Learn what the GDP is and how a country's overall GDP doesn't always accurately show how prosperous a country is for those living there.

What Is GDP Per Capita?

A country's GDP or gross domestic product is calculated by taking into account the monetary worth of a nation's goods and services after a certain period of time, usually one year. It's a measure of economic activity. Then, this amount of wealth is divided among a given country's population to solve for its GDP per capita.

For example, the U.S. GDP in 2019 was $20.6 trillion. With a population of 328.2 million in 2019, that means the U.S. GDP per capita was $65,240.

How Does GDP Per Capita Work?

Essentially, GDP per capita acts as a metric for determining a country's economic output per each person living there. Often times, rich nations with smaller populations tend to have higher per capita GDP. Once you do the math, the wealth is spread among fewer people, which raises a country's GDP.

The fact that the GDP per capita divides a country's economic output by its total population makes it a good measurement of a country's standard of living, especially since it tells you how prosperous a country feels to each of its citizens.

GDP per capita
© The Balance, 2018

How to Calculate GDP Per Capita

The formula is GDP divided by population. If you’re looking at just one point in time in one country, then you can use regular “nominal” GDP divided by the current population. “Nominal” means GDP per capita is measured in current dollars.

If you want to compare GDP per capita between countries, you must use purchasing power parity. That creates parity, or equality, between economies by comparing a basket of similar goods. It's a complicated formula that values a country's currency by what it can buy in that country, not just by its value as measured by its exchange rates.

Economies and GDP Per Capita

The United States is the third most populous country after China and India. The United States had to spread its wealth among 328.2 million people in 2019. As a result, the 2019 U.S. GDP per capita was $65,240. That makes it one of the most prosperous countries per person.

GDP per capita allows you to compare the prosperity of countries with different population sizes.  

When talking about China, the most populous country on earth, it produced a GDP of $27.31 trillion (factoring in purchasing power parity) in 2019. But its GDP per capita was only $19,098 because it has more than four times the number of people as the United States.
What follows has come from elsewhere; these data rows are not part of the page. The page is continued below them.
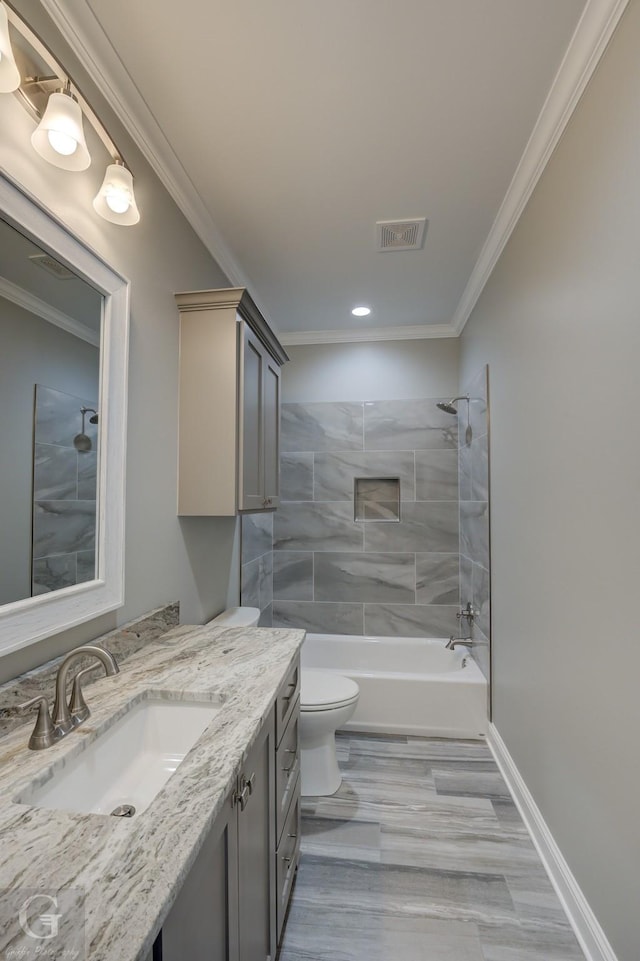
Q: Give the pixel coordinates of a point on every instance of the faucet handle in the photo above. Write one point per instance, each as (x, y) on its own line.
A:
(77, 705)
(44, 733)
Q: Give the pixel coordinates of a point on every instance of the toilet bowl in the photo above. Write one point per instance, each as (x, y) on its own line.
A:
(238, 617)
(327, 701)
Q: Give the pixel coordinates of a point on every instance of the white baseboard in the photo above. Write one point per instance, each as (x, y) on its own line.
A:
(592, 938)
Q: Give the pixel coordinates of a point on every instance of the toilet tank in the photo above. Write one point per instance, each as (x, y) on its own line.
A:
(238, 617)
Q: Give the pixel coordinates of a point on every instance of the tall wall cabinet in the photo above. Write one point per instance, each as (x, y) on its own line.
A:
(229, 421)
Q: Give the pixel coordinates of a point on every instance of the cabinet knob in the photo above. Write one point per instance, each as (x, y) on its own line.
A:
(241, 797)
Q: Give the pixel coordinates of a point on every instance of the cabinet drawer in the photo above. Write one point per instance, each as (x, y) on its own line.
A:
(287, 861)
(286, 700)
(287, 769)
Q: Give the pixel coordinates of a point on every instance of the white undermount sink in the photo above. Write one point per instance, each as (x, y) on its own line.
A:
(130, 762)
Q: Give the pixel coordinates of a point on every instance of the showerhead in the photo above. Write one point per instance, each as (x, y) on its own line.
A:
(82, 443)
(448, 408)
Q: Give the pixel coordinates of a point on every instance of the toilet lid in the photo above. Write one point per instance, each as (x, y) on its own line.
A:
(322, 689)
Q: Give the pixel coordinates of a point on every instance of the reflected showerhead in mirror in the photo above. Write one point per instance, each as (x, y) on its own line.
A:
(81, 442)
(449, 407)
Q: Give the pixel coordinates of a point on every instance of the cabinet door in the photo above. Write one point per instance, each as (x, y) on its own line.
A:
(251, 441)
(203, 922)
(256, 852)
(271, 380)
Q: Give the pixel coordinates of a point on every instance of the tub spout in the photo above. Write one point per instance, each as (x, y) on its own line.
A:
(454, 641)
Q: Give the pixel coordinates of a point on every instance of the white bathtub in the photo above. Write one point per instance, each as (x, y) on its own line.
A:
(408, 685)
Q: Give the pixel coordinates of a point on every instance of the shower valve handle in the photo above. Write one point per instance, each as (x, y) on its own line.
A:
(468, 612)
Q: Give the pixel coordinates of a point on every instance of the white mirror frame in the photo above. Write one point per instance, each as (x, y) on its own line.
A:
(28, 620)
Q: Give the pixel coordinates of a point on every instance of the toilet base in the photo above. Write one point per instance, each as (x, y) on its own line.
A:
(319, 772)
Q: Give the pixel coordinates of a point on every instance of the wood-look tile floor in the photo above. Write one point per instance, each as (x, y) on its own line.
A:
(421, 856)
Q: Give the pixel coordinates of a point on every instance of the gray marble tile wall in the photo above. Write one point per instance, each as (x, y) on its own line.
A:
(473, 481)
(333, 574)
(256, 571)
(64, 492)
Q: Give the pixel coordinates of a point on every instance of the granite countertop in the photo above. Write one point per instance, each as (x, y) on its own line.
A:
(125, 873)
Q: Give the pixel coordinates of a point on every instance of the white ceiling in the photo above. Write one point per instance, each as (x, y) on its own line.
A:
(300, 124)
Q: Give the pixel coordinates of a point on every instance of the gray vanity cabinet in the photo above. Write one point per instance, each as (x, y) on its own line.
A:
(233, 903)
(229, 417)
(203, 922)
(225, 908)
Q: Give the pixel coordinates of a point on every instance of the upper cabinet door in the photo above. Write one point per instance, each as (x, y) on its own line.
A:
(229, 426)
(251, 490)
(271, 380)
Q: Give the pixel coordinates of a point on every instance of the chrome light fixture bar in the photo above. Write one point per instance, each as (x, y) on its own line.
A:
(59, 107)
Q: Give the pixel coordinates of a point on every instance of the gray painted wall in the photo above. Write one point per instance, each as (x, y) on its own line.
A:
(558, 326)
(192, 559)
(33, 352)
(383, 370)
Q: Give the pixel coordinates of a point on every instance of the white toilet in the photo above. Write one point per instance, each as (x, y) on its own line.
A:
(327, 701)
(238, 617)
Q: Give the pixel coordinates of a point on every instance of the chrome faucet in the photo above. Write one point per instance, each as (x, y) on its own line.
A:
(454, 641)
(66, 716)
(62, 717)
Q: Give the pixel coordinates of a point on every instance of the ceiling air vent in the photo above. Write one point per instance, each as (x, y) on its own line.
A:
(52, 266)
(401, 234)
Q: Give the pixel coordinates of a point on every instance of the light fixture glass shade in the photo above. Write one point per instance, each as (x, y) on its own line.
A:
(59, 137)
(9, 73)
(115, 201)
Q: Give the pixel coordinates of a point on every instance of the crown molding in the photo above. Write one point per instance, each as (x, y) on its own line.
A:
(590, 39)
(97, 55)
(588, 43)
(295, 338)
(27, 300)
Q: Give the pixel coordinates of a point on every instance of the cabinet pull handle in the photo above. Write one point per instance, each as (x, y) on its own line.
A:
(241, 797)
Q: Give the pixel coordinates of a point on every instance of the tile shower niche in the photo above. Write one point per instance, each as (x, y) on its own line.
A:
(376, 499)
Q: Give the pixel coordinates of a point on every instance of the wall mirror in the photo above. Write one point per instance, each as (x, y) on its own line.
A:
(63, 364)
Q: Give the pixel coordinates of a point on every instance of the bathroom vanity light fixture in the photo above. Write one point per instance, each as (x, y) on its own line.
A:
(9, 73)
(59, 137)
(115, 201)
(55, 102)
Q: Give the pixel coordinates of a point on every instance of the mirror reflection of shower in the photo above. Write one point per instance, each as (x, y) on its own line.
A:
(81, 442)
(449, 408)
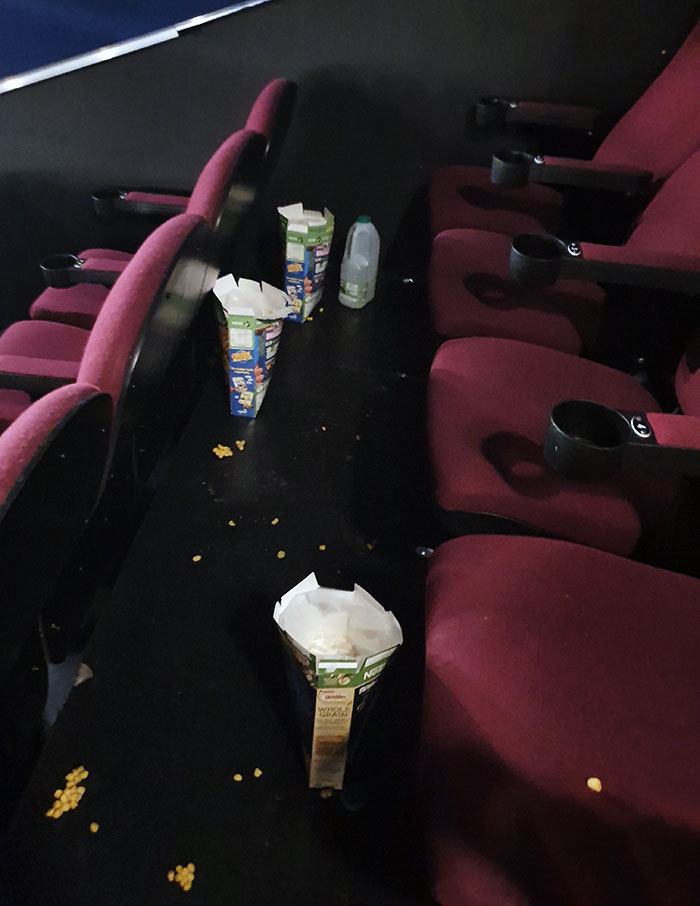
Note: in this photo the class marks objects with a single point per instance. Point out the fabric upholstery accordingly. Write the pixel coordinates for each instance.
(105, 253)
(78, 305)
(676, 430)
(43, 349)
(212, 187)
(663, 127)
(470, 295)
(567, 663)
(463, 877)
(489, 402)
(657, 134)
(20, 442)
(466, 197)
(262, 115)
(121, 319)
(12, 404)
(105, 264)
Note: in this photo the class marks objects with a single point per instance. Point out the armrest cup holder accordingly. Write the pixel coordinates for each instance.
(511, 168)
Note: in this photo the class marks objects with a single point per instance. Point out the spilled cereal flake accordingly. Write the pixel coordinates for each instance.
(222, 450)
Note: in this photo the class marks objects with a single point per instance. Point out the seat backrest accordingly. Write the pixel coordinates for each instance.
(662, 128)
(145, 319)
(271, 115)
(671, 221)
(52, 460)
(227, 187)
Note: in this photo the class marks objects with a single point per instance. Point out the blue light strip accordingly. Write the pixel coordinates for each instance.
(11, 83)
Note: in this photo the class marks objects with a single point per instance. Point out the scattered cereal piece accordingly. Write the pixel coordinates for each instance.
(222, 450)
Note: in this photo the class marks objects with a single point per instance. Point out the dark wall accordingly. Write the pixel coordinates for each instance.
(383, 89)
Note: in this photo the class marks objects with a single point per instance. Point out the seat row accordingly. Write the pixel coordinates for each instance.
(560, 709)
(88, 412)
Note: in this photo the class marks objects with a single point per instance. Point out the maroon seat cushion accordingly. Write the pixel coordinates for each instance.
(42, 349)
(488, 408)
(78, 305)
(471, 295)
(567, 663)
(465, 197)
(462, 877)
(12, 404)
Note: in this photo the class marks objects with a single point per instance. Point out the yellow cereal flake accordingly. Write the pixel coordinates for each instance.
(183, 875)
(222, 450)
(68, 798)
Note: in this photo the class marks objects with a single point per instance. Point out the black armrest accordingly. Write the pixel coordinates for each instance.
(541, 260)
(142, 202)
(493, 111)
(587, 440)
(517, 168)
(63, 271)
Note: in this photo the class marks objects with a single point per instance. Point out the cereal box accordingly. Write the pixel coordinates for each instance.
(307, 240)
(252, 315)
(339, 643)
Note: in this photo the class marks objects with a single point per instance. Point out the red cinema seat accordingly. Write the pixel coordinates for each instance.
(471, 295)
(656, 135)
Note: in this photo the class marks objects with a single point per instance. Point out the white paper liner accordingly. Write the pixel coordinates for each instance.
(330, 623)
(248, 297)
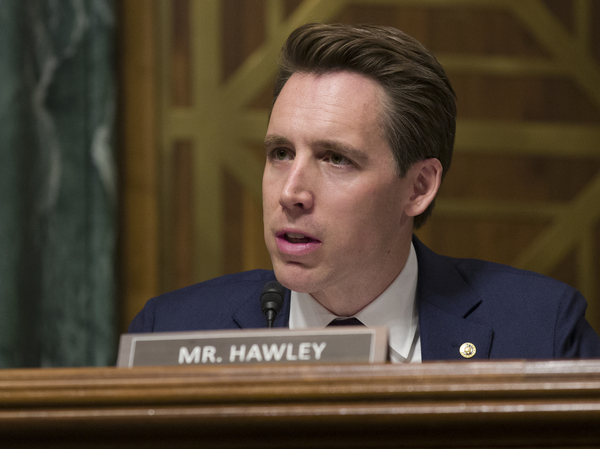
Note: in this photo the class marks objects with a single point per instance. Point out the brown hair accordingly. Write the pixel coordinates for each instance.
(419, 116)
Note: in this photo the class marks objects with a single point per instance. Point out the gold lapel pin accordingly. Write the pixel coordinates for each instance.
(467, 350)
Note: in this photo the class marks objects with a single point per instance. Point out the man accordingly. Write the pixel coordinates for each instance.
(360, 135)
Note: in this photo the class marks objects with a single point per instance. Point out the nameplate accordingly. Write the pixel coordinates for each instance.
(350, 344)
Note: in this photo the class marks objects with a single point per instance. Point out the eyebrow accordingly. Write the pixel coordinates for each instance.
(333, 145)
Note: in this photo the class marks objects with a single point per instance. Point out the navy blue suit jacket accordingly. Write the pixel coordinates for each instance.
(504, 312)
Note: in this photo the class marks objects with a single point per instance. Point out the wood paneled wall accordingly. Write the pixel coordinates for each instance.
(524, 187)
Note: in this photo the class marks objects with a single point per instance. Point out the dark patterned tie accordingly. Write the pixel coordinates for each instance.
(345, 322)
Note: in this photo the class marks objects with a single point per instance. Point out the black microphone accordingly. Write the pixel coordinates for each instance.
(271, 301)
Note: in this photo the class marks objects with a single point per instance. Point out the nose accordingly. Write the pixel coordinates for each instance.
(297, 192)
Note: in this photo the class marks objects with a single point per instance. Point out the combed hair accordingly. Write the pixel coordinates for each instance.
(419, 113)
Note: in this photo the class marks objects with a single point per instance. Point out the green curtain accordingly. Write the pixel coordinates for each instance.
(57, 183)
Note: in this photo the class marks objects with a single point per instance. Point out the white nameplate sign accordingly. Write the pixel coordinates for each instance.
(353, 344)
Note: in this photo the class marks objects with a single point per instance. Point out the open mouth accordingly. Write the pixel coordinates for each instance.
(297, 238)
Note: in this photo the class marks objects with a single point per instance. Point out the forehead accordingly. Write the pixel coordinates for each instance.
(338, 103)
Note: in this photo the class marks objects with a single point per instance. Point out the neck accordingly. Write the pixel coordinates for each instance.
(348, 298)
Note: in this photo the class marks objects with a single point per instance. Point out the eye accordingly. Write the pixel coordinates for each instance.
(280, 154)
(338, 159)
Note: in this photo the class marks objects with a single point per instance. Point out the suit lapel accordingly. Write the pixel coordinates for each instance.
(445, 303)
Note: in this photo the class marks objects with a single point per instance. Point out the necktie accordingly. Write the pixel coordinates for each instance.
(345, 322)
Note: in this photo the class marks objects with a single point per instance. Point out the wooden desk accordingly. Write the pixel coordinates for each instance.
(463, 404)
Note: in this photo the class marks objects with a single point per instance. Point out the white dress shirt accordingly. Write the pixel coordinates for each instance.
(395, 309)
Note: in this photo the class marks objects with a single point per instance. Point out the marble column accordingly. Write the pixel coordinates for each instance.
(57, 183)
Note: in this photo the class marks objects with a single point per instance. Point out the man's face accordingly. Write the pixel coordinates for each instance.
(333, 203)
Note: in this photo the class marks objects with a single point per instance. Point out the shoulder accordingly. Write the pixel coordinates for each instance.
(206, 305)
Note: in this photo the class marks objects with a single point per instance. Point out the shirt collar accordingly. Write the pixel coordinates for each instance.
(395, 309)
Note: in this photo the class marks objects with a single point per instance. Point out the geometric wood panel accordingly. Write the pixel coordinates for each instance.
(525, 184)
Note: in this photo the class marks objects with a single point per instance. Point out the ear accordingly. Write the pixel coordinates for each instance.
(425, 178)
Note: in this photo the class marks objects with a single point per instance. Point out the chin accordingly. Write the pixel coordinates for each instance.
(296, 278)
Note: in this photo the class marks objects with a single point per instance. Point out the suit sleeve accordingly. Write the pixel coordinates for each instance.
(574, 337)
(144, 320)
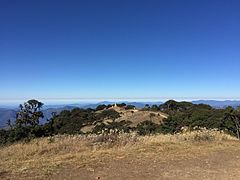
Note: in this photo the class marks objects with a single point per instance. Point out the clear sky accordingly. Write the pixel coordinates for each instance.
(119, 49)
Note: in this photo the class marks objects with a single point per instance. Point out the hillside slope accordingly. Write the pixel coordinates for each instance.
(127, 156)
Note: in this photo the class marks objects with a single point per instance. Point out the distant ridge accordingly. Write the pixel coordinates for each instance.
(10, 112)
(218, 104)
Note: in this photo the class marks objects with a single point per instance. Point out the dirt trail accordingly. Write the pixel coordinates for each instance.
(221, 164)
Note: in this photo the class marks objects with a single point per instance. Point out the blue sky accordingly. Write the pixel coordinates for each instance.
(119, 49)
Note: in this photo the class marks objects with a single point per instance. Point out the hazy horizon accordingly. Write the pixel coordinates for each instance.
(119, 49)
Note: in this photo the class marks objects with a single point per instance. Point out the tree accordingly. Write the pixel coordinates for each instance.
(101, 107)
(29, 114)
(128, 107)
(233, 115)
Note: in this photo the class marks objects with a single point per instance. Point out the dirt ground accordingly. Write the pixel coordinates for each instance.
(220, 164)
(150, 158)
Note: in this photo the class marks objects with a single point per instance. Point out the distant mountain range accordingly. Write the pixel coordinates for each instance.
(10, 112)
(218, 104)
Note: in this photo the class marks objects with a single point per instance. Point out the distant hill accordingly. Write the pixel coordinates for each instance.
(218, 104)
(5, 115)
(10, 113)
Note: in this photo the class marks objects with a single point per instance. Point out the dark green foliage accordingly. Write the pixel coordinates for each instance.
(172, 106)
(29, 114)
(70, 122)
(121, 105)
(101, 107)
(109, 114)
(4, 134)
(128, 107)
(147, 127)
(122, 126)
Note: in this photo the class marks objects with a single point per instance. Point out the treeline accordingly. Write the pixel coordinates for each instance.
(180, 114)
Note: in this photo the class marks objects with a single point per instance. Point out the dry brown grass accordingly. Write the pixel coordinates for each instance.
(43, 157)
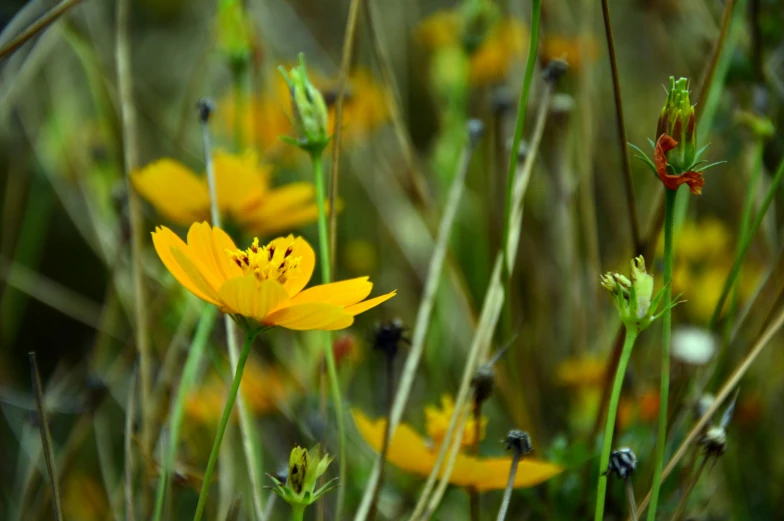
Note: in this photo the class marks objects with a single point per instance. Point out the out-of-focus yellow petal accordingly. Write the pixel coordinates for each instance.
(356, 309)
(166, 243)
(241, 182)
(343, 293)
(205, 245)
(174, 191)
(493, 473)
(407, 449)
(326, 317)
(249, 297)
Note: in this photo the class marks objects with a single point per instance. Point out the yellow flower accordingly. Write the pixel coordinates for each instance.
(505, 42)
(243, 189)
(263, 283)
(413, 453)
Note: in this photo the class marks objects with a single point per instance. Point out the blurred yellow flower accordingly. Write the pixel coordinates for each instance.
(243, 188)
(582, 371)
(703, 257)
(262, 388)
(505, 42)
(413, 453)
(263, 283)
(263, 118)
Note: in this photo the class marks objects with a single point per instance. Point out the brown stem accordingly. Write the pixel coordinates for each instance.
(39, 25)
(632, 207)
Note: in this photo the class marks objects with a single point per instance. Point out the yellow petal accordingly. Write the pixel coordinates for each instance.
(325, 317)
(493, 473)
(173, 190)
(343, 293)
(240, 181)
(356, 309)
(205, 243)
(307, 263)
(407, 449)
(166, 243)
(200, 277)
(249, 297)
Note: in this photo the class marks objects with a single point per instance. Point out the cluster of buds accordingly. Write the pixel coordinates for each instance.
(305, 467)
(309, 111)
(634, 299)
(676, 158)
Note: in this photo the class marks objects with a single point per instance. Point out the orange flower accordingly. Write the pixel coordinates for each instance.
(413, 453)
(243, 188)
(263, 283)
(694, 179)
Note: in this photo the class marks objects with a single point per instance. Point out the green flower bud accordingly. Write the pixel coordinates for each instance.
(677, 120)
(634, 299)
(305, 467)
(308, 108)
(234, 33)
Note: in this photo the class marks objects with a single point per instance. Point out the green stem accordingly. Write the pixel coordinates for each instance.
(297, 513)
(612, 412)
(664, 393)
(536, 11)
(195, 353)
(332, 372)
(743, 248)
(250, 336)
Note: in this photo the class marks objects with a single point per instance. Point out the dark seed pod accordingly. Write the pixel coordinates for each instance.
(520, 441)
(622, 462)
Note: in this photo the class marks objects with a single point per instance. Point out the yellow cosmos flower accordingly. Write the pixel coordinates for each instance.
(413, 453)
(263, 283)
(243, 188)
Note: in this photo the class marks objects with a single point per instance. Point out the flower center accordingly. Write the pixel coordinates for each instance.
(273, 261)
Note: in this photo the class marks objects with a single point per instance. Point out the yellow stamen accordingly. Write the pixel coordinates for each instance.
(267, 262)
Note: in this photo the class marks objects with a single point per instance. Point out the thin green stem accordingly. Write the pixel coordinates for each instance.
(297, 513)
(195, 353)
(332, 372)
(612, 412)
(514, 155)
(743, 248)
(250, 336)
(664, 393)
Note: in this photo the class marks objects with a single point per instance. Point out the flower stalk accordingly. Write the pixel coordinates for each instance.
(612, 412)
(664, 391)
(250, 335)
(310, 118)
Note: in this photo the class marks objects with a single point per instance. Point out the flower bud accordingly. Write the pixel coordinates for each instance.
(305, 467)
(677, 121)
(634, 299)
(309, 111)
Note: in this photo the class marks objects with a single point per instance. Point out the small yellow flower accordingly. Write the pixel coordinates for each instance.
(244, 194)
(263, 283)
(413, 453)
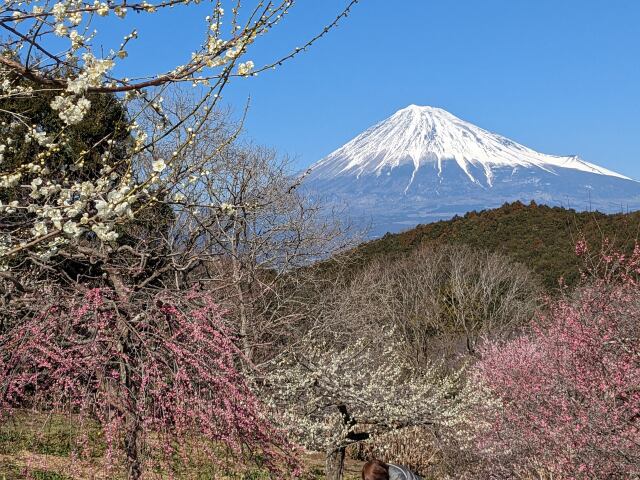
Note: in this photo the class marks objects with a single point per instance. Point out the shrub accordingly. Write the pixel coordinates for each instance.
(569, 390)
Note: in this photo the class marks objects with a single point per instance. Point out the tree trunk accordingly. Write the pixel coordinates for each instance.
(132, 450)
(335, 463)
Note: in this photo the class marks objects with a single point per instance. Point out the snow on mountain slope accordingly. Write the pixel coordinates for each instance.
(424, 164)
(428, 135)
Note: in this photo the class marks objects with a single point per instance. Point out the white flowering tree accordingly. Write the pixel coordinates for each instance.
(330, 393)
(53, 47)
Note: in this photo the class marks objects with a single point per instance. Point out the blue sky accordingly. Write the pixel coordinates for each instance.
(560, 76)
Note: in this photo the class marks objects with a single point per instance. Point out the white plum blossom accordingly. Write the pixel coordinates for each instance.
(158, 165)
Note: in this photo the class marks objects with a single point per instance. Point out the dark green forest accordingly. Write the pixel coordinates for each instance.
(540, 237)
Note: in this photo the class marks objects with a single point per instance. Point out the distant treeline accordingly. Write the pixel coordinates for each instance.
(540, 237)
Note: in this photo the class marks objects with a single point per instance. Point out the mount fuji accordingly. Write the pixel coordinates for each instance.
(424, 164)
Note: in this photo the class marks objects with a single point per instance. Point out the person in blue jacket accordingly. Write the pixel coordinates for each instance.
(377, 470)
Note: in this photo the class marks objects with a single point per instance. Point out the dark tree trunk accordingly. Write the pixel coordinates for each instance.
(335, 464)
(132, 449)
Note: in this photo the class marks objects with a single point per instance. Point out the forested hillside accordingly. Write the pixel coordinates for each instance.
(541, 237)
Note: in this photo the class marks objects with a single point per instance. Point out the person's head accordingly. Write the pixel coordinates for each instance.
(375, 470)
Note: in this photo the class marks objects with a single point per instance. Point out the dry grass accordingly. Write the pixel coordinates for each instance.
(42, 445)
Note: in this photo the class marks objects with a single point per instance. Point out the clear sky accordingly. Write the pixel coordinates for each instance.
(560, 76)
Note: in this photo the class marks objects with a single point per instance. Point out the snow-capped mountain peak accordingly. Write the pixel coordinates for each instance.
(422, 135)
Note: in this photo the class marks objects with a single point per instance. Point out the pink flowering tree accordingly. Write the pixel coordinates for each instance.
(158, 376)
(567, 394)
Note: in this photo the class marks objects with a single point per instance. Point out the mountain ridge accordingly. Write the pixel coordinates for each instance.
(424, 164)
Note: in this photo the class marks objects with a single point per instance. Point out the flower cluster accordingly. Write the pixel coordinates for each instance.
(569, 391)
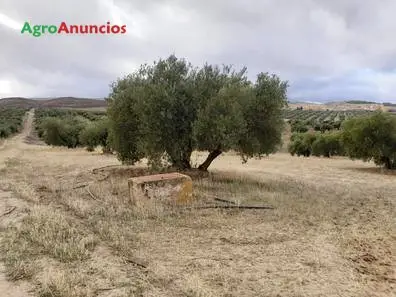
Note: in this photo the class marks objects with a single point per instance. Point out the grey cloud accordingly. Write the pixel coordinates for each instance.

It's the most populous country in the world, with 1.43 billion people. 

The European Union, an economy made up of 27 separate countries, is the world's second most prosperous economy, at $22.7 trillion in 2019. Its GDP per capita was only $43,206 since it must spread the wealth among 513.5 million people for that year.

In 2019, India's GDP was $11 trillion but spread among its 1.38 billion people, its GDP per capita was $7,971.

Countries With Highest GDP Per Capita in 2019

The countries with the highest economic production per person have thriving economies and few residents. The top 10 GDP per capita according to Statistics Times are:

  1. Luxembourg: $113,197
  2. Switzerland: $83,717
  3. Macao: $81,152
  4. Norway: $77,976
  5. Ireland: $77,771
  6. Qatar: $69,688
  7. Iceland: $67,037
  8. United States: $65,112
  9. Singapore: $63,987
  10. Denmark: $59,795

Countries With Lowest GDP Per Capita in 2019

The world's poorest countries, as measured by GDP per capita (Statistics Times), are:

  1. South Sudan: $275
  2. Burundi: $310
  3. Eritrea: $343
  4. Malawi: $371
  5. Niger: $405
  6. Central African Republic: $448
  7. Madagascar: $464
  8. Mozambique: $485
  9. Democratic Republic of the Congo: $501
  10. Afghanistan: $513

Key Takeaways

  • GDP per capita is a country’s economic output divided by its population.
  • It's a good representation of a country's standard of living. 
  • It also describes how much citizens benefit from their country's economy. 
  • Purchasing power parity compares different countries’ economic output.